Na sua opinião, “um livro destes não pode deixar de causar impacto e consequências”: “Não sendo o primeiro livro sobre cartas de guerra, não pode ser o último. A história deste conflito continua em nossas casas, onde guardamos essas memórias. Se estes estudos e estes livros servirem para recolhermos esses pedaços da nossa vida comum de um período tão marcante, terá valido a pena”, frisou.
O Oficial do Exército reforçou ainda que “é bom que possamos continuar ou retomar este esforço de recolha destas histórias desconhecidas que moldaram o nosso passado recente. Conhecê-lo faz-nos entender quem somos e de onde vimos”.

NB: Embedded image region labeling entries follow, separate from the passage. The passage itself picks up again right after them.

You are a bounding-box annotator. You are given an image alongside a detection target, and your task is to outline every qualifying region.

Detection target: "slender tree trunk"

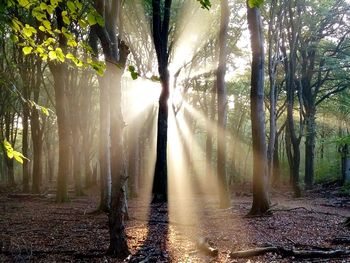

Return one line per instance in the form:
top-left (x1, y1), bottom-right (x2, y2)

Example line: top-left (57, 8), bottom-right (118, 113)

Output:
top-left (50, 64), bottom-right (70, 202)
top-left (205, 87), bottom-right (216, 180)
top-left (247, 1), bottom-right (269, 215)
top-left (99, 74), bottom-right (112, 211)
top-left (31, 108), bottom-right (43, 193)
top-left (152, 70), bottom-right (169, 202)
top-left (216, 0), bottom-right (230, 208)
top-left (305, 108), bottom-right (316, 189)
top-left (22, 105), bottom-right (29, 193)
top-left (128, 123), bottom-right (140, 197)
top-left (72, 127), bottom-right (83, 196)
top-left (106, 64), bottom-right (129, 258)
top-left (152, 0), bottom-right (172, 202)
top-left (272, 132), bottom-right (281, 186)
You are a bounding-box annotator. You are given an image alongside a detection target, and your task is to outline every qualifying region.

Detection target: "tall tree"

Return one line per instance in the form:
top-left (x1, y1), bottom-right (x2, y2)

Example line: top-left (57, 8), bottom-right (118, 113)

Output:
top-left (216, 0), bottom-right (230, 208)
top-left (247, 0), bottom-right (270, 215)
top-left (152, 0), bottom-right (172, 202)
top-left (93, 0), bottom-right (129, 258)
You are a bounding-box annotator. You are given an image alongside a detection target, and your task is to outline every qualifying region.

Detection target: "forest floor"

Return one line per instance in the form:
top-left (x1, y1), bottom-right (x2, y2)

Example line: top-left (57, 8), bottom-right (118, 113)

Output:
top-left (0, 185), bottom-right (350, 263)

A evolução no pensamento dos militares
Joana Pontes explicou que, à partida, se propôs aferir se existiu ou não uma evolução no pensamento dos militares envolvidos, seja dentro de cada comissão como no que respeita ao tempo geral da guerra. Em causa estão “dois movimentos: dentro de cada comissão militar e o grande movimento de 61 a 74”.
“Houve, de facto, uma evolução. Não é política no sentido que atribuímos à palavra hoje. Estas pessoas não eram politizadas. Mas há uma evolução no pensamento que começa a incorporar reflexões a partir daquilo que cada militar vai vendo, nos sítios onde vai estando, nas realidades que vai encontrando e depois no contacto que tem com aqueles que já foram e que, entretanto, disseram como é que era, e com os que vão chegando”, sinalizou a autora.
Segundo Joana Pontes, a partir de certo momento, também se sente muito a presença de oficiais milicianos que chegam e que começam a falar da situação do país noutros termos. “Há uma espécie de contaminação em que vão chegando ideias, aparecem livros, aparecem jornais e vão chegando cada vez mais outras maneiras de ver”, destacou.
A escritora deu o exemplo da correspondência de um oficial do quadro que chega a Angola e começa a escrever sobre os documentos que vai lendo e sobre as coisas de que se vai apercebendo. Esse oficial acaba por cumprir duas comissões, uma em Angola e outra em Moçambique, e é manifesta a evolução do seu pensamento entre uma comissão e outra.
Conforme avançou Joana Pontes, nesse questionamento vislumbramos o início do movimento dos capitães.
“No início da guerra há uma maneira um pouco estereotipada de ver os acontecimentos, até nos próprios livros das unidades, mas, à medida que o tempo vai passando, apercebemo-nos de uma alteração na compreensão geral da guerra, que eu tomaria a liberdade de dizer que é política num sentido muito lato”, salientou a autora.
Joana Pontes referiu ainda que, através da análise desta correspondência, foi possível perceber o que era o regime e a maneira como as pessoas viviam: “Se estas cartas, de alguma maneira, dão a ver alguma coisa, é a espessura do Estado Novo naquele tempo, de 61 a 74”, vincou.
A escritora defendeu que a forma “como as pessoas comuns são envolvidas e vivem estes acontecimentos muito marcantes tem de ser mais estudada e tem de aparecer na grande história”.
Durante a apresentação foi ainda referido, quer pela autora e pelo Coronel Aniceto Afonso, como por algumas das pessoas presentes, que ainda persistem dificuldades no acesso a arquivos e documentação oficial, e que o estado de tratamento dos acervos e fundos documentais respeitantes à guerra deve ser uma preocupação a ter em conta.